An IMF report stated that Oman’s debt dropped to 62.9 percent of the Gross Domestic Product (GDP) in 2021 and was projected to drop to about 44 percent of GDP in 2022.
Due to administered prices and price caps on selected fuels, Oman’s inflation has been kept in check. However, a recovery in economic activity and increased global inflationary pressures are expected to raise Oman’s average inflation to 3 percent in 2022, given the relatively high dependence on imports and hefty tradable items in the Consumer Price Inflation basket.

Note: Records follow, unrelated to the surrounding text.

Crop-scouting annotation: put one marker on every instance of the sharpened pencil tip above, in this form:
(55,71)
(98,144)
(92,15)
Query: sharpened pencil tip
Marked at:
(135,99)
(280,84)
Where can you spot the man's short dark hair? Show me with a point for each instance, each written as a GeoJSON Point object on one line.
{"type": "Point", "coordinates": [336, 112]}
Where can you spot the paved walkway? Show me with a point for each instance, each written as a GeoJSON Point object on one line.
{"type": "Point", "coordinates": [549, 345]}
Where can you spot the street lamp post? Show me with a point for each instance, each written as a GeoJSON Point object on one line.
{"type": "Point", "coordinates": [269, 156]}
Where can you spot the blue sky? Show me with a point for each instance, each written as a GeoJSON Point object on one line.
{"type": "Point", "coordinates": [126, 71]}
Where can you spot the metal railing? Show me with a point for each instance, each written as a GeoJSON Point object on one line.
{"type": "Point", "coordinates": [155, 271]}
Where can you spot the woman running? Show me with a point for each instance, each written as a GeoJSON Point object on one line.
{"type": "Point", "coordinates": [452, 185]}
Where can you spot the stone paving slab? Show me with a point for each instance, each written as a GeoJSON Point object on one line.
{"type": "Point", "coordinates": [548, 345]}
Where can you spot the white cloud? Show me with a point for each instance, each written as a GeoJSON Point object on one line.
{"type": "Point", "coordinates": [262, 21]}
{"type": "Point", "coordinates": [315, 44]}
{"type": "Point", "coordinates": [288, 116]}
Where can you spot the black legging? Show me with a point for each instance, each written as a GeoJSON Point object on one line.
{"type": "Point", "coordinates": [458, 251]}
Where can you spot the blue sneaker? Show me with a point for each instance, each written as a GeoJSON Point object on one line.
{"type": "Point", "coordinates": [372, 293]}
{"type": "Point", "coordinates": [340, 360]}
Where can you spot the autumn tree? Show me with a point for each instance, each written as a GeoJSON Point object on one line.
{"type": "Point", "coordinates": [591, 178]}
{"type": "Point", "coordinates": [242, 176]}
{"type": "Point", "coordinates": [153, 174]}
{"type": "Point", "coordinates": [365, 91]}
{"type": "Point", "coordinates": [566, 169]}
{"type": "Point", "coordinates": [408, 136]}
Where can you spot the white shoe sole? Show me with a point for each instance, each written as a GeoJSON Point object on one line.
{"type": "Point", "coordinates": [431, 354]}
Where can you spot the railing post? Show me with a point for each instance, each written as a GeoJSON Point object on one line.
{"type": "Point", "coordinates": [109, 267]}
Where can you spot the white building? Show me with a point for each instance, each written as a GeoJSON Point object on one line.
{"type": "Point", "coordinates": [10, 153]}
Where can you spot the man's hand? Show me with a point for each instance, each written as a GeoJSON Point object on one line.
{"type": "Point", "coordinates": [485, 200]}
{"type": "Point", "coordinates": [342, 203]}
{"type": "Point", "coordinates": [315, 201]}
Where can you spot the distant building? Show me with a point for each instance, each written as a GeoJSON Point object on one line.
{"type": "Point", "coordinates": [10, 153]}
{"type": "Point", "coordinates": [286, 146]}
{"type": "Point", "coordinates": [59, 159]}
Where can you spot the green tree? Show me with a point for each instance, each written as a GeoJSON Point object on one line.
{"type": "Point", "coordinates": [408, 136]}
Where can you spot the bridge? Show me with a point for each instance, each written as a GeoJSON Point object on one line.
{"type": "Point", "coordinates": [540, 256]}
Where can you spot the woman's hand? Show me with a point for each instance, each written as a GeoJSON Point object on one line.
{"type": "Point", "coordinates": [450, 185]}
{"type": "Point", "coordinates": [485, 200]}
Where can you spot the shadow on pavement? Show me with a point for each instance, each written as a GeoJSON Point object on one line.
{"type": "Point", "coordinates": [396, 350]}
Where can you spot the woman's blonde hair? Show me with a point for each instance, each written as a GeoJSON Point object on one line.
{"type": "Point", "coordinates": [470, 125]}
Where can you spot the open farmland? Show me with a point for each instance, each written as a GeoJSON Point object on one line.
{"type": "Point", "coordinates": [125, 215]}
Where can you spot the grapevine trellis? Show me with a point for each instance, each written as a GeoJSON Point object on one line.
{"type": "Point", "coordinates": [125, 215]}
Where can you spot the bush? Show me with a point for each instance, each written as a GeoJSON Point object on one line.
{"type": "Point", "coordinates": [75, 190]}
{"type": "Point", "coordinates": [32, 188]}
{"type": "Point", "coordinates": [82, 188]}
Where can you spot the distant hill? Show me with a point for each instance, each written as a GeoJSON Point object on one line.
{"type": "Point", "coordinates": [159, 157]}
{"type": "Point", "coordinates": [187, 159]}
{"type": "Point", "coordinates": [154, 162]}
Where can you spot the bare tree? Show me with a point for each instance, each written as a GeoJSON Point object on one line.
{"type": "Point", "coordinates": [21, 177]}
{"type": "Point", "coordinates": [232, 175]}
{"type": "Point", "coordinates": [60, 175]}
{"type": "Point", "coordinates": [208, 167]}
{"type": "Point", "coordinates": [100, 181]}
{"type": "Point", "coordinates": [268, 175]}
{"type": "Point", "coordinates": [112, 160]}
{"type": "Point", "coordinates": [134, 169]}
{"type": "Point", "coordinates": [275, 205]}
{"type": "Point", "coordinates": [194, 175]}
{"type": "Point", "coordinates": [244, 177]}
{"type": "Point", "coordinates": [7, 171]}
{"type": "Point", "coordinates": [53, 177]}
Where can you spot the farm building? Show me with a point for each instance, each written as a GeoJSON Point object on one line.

“High oil prices and fiscal consolidation under the authorities’ Medium-Term Fiscal Plan (MTFP), have improved fiscal and external balances considerably. The overall central government balance improved by 12.8 basis points of GDP to a deficit of 3.2 percent in 2021, largely due to higher oil revenue, expenditure restraint, and the introduction of VAT,” IMF official Mr. Daniel Kanda said in a statement.
According to the fund, central government debt decreased to 62.9 percent of GDP in 2021 and is predicted to drop to roughly 44 percent of GDP in 2022. Government finances have improved, and fiscal and external surpluses are anticipated in 2022.
“Key priorities include enhancing labor market flexibility, boosting female employment, improving the business environment, advancing SOE reforms, leveraging digitalization, and continuing the implementation of green initiatives. However, heightened global uncertainties continue to cloud the outlook, with downside risks dominating in the short run, the IMF remarked.